Technology is doing very well on the Relative Rotation Graph for US sectors, with a rotation that is well inside the leading quadrant and pushing further into it. If we shift gears and look specifically at the RRG for the technology sector (against XLK), we can see there is one tail that firmly stands out: QCOM.
At present, QCOM has a long tail inside the improving quadrant, traveling at an RRG-Heading between 0-90 degrees, and is close to a crossover into leading. With all that going for it, this chart definitely seems to be worth a look (IMHO).
When you pull up a chart of QCOM, say, using daily data over the past year, and see the big jumps with massive gaps, your first response might be like mine: "...hmmm, that's a nice move but I'm a little late now; I'm not gonna chase this one."
This is the point where common sense comes in and you may feel compelled to take a closer look at what's happening, because moves like this indicate a major shift in supply and demand. Where did all this demand come from so suddenly?
Sometimes Fundamentals DO Make A Change
In the case of QCOM, the clear reason behind the shift is the settlement on the royalty dispute with AAPL. I am by no means a fundamental analyst, but from what I understood this was something that was overshadowing QCOM's performance for quite some time already. The fact that this issue is now gone makes a big difference and the market is acknowledging that.
This is reason enough to start digging and looking beyond the last 12 months of price performance, so let's pull up some longer-term charts. The monthly chart printed above this article caught my eye in particular.
At first sight, the recent jump in price from $58 to $86 looks like a very steep move, one where we're probably too late to jump on board. But...
A Different View
...the monthly chart, using a log scale, tells a different story.
What we see here is a very convincing break to the highest level in 20 years.
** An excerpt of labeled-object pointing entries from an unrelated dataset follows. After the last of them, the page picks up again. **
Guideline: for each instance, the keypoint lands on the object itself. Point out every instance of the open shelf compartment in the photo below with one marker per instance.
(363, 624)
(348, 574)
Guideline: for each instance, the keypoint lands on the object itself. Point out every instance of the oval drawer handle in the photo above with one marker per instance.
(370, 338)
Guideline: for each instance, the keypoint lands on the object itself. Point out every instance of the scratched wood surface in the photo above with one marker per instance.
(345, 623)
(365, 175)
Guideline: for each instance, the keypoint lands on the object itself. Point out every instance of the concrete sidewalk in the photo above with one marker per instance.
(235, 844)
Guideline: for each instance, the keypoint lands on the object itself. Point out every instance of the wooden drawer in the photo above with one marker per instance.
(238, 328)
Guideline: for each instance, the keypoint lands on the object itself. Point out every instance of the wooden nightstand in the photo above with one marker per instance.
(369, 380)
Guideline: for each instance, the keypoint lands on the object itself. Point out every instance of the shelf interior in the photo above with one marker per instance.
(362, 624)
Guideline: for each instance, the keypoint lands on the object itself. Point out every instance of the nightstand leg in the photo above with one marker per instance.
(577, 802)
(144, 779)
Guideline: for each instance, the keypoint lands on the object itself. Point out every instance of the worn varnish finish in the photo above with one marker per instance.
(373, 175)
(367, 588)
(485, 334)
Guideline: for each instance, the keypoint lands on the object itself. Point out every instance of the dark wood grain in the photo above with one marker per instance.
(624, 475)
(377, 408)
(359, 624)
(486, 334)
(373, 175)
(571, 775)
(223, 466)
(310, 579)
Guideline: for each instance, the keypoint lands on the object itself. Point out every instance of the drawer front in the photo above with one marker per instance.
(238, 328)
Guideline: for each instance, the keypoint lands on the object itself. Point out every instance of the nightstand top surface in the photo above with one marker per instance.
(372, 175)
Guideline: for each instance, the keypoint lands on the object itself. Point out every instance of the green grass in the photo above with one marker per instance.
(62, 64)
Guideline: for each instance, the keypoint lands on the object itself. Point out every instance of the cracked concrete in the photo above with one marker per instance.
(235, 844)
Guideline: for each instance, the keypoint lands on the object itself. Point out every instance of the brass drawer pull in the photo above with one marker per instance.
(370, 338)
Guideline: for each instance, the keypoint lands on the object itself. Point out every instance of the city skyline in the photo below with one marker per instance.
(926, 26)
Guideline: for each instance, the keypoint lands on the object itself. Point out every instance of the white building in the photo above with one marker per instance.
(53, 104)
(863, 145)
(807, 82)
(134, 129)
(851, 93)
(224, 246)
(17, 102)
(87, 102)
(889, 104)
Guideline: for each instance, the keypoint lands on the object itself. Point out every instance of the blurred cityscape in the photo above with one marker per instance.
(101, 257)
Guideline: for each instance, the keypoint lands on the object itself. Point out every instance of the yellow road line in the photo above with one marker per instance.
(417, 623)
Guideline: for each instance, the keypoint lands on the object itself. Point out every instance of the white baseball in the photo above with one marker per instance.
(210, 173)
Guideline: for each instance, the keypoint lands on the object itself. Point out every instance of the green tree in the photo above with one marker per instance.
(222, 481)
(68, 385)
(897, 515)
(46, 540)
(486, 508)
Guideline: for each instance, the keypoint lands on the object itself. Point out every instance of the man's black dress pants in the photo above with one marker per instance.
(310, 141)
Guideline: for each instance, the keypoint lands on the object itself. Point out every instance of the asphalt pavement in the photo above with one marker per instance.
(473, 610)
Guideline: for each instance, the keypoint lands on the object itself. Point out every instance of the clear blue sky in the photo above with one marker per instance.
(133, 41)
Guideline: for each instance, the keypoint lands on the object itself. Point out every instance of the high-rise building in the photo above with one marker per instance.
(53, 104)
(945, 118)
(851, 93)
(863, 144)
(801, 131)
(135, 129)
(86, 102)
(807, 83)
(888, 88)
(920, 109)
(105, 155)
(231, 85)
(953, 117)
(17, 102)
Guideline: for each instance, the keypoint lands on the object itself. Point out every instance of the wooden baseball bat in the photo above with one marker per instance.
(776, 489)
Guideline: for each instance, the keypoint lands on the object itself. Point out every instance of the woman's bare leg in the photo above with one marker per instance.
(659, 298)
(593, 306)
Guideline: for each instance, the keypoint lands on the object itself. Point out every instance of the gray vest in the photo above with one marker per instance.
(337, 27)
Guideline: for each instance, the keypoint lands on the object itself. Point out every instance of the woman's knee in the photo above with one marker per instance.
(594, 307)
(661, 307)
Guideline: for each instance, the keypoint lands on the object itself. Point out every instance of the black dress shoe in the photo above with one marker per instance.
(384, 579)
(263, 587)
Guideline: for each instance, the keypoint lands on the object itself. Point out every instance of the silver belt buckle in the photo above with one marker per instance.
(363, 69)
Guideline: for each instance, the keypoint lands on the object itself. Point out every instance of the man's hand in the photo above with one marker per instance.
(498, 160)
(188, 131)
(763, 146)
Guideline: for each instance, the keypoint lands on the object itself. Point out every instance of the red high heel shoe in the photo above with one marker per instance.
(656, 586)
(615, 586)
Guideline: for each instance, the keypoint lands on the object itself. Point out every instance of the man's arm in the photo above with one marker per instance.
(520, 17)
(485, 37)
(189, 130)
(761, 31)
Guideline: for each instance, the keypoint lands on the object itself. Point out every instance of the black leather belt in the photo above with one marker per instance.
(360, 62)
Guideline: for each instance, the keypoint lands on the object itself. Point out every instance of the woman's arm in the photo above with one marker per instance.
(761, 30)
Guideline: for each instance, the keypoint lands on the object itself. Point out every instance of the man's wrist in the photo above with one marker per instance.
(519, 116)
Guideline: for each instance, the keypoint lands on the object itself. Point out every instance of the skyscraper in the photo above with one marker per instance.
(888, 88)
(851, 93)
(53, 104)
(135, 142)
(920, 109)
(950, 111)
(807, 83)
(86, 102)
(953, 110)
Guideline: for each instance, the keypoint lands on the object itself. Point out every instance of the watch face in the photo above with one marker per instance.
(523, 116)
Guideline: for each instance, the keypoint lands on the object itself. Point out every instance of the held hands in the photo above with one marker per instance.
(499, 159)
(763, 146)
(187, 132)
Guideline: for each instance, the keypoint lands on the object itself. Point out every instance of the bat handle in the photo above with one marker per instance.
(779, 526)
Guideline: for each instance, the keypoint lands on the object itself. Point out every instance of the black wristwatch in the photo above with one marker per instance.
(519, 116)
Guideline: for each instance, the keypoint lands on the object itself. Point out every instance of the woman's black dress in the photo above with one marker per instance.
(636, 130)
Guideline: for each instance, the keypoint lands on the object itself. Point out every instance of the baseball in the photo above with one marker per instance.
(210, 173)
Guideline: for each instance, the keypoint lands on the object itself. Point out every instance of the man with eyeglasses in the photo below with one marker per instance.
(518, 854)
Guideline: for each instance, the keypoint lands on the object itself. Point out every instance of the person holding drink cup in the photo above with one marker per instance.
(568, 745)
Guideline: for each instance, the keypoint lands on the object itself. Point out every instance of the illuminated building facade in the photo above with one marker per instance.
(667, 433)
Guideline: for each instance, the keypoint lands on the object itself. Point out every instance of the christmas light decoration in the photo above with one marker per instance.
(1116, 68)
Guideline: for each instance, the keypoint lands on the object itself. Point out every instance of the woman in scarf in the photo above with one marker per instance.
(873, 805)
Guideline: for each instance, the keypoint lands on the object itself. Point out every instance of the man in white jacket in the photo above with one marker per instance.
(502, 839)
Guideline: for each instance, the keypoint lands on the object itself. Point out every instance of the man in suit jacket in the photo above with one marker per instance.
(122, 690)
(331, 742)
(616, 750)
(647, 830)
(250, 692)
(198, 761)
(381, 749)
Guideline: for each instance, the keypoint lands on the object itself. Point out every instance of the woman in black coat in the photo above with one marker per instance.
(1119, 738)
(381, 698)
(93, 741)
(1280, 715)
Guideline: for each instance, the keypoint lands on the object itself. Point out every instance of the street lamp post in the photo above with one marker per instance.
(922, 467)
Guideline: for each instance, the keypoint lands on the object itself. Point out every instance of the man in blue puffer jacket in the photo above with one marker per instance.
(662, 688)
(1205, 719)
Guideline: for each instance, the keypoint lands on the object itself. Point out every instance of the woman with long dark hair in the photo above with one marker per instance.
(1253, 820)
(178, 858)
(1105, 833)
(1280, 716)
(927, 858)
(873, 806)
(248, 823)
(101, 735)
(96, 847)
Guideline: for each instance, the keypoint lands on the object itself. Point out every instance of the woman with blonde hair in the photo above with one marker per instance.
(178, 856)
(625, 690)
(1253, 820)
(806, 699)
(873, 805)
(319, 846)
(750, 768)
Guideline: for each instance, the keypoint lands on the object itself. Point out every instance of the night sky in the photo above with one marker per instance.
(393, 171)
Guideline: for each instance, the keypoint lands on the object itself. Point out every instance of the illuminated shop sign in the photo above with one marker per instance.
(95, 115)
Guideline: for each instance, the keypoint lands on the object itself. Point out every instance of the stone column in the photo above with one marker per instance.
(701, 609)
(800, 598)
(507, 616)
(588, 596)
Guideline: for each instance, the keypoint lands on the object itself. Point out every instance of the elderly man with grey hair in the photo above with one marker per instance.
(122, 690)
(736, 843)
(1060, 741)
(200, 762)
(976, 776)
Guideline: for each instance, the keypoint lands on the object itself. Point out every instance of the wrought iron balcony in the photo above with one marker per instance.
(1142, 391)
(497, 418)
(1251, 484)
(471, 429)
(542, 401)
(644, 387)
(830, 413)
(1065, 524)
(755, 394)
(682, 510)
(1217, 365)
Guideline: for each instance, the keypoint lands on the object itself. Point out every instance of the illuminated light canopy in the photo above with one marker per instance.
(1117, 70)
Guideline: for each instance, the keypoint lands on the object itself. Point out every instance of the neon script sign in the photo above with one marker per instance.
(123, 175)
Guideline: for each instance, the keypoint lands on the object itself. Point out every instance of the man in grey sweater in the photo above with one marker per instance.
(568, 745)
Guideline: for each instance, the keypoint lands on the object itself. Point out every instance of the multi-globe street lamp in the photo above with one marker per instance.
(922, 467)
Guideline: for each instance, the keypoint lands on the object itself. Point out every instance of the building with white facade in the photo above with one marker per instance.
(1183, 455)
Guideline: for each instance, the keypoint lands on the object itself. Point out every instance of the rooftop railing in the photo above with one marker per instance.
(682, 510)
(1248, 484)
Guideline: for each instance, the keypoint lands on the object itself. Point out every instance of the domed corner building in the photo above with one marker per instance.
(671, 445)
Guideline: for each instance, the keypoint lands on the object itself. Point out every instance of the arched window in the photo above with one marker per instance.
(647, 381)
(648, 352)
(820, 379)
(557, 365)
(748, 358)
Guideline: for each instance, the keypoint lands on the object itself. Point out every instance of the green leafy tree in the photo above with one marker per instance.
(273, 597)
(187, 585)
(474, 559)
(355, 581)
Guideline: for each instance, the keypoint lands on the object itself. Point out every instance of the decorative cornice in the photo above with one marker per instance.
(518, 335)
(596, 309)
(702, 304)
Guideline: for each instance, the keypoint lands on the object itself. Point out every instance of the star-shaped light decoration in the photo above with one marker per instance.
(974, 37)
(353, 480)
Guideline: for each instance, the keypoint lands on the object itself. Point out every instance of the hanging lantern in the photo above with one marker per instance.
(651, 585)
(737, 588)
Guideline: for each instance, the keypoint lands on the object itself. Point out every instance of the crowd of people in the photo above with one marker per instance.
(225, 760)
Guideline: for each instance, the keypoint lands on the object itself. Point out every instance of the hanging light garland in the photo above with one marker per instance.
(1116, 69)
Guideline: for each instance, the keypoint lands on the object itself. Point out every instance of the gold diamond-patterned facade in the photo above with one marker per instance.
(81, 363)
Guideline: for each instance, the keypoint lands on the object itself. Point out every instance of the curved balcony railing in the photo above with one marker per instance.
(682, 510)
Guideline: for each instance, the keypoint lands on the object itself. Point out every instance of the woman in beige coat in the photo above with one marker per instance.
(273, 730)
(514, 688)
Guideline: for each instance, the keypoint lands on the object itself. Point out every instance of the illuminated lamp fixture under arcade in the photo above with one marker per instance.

The month is not over yet, but a drop back below that breakout area between $70-75 seems very unlikely (though you should keep that in the back of your mind nevertheless).
This former barrier of steel that acted as resistance for 20 years will now very likely come back as support in the event of a decline, which, with virtually no overhead resistance and the downside well-protected, makes QCOM very attractive from a technical point of view. The last time QCOM rose to new all-time-highs was at the start of 1999... Just saying ;)
The relative strength of QCOM vs. XLK reached its high in 2009 and, after some sideways movement, really started to decline from 2014 onwards. That decline recently ended when the RS-Line completed a double bottom, breaking its previous high for the first time since 2009, while simultaneously taking out the falling resistance line. And this relative strength line is nowhere near the all-time highs yet!
From a relative perspective, the party has only just begun.
From a trading perspective, you may want to wait for a throwback towards the new support area to optimize the entry or, alternately, split positions in half or thirds, buying only 1 part at the market and then buying the remaining part(s) at lower levels, if possible.